It's a bird! It's a plane! It's Super Delegate!!
I like the fact that the Dem primary race is still competitive. I even like the fact that no clear front-runner has emerged. All good in my estimation.
But then I heard tonight a factor that could make things very, well, icky, and could end up in a scenario that would leave a lot of Dems very much unhappy and crying foul.
First of all, bear in mind that it's not the number of caucusessessssesss or primaries that a candidate wins, it's all about the delegates. Going into South Carolina, Obama held a slim one delegate lead over Hillary Clinton.
But here's what's got me a bit concerned.
Looking at the numbers, it's utterly impossible for any of the Dem candidates to emerge with enough "non-super" delegates from the primaries and caucuseesessses to sew up the nomination, even if any one of them won every single delegate from here through super-duper tsunami Tuesday, February 5th.
What the hell you may be saying, I know I did.
It all started with rule changes instituted by the Democratic party in the early 70's to try to wrest inordinate power away from power brokers such as the Daley's and other party bosses and correct the balance of power to allow grass roots activists, minority, women, and other factions a voice in the process.
Then after the Dems nominated George McGovern who went down in flames, the muckety-mucks of the party decided that they needed to take some of that power back in order to try to restore some sort of control by the establishment and provide a check against the Dems nominating someone they supported even if they weren't likely to win.

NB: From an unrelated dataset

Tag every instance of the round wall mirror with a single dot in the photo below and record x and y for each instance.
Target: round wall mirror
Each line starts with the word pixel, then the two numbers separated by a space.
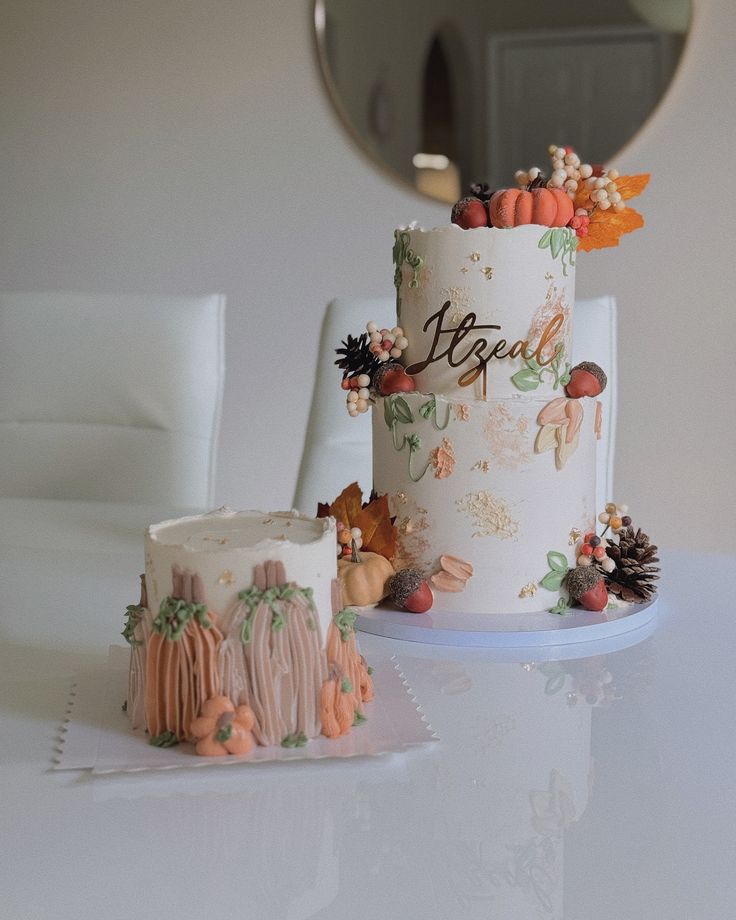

To accomplish this without reverting to the old boss system, they devised the plan to add so-called "super delegates" to the process.
Super delegates aren't Dems in tights and a cape, (that's more like what you'd expect to catch a bible-thumping Republican wearing in a motel room.) but rather they're party big wigs, usually elected officials such as governors, senators, state chairs, ex-presidents (yep, Bill Clinton gets a vote) vice presidents, and the like.
The idea was to involve people who have a personal stake in the nominee in hopes of avoiding nominating someone deemed too extreme or out of step with the rest of the party.
There's 842 of these super delegates, making up a full FORTY PERCENT of the total delegate count. That's a damn big chunk and represents a lot of sway.
Now here's the deal; even if Clinton, Obama, or Edwards single-handedly won every single one of the primaries on Super-Duper-Tsunami Tuesday February 5th, none of them would have enough "un-super" delegates to cinch the nomination.
What this means is that the contest will go on beyond that date, the date from which nearly everyone had assumed a clear nominee would emerge.
With no clear winner, it raises the likelihood that the Dem nomination will boil down to who can secure the votes of enough of these super-delegates to put them over the top.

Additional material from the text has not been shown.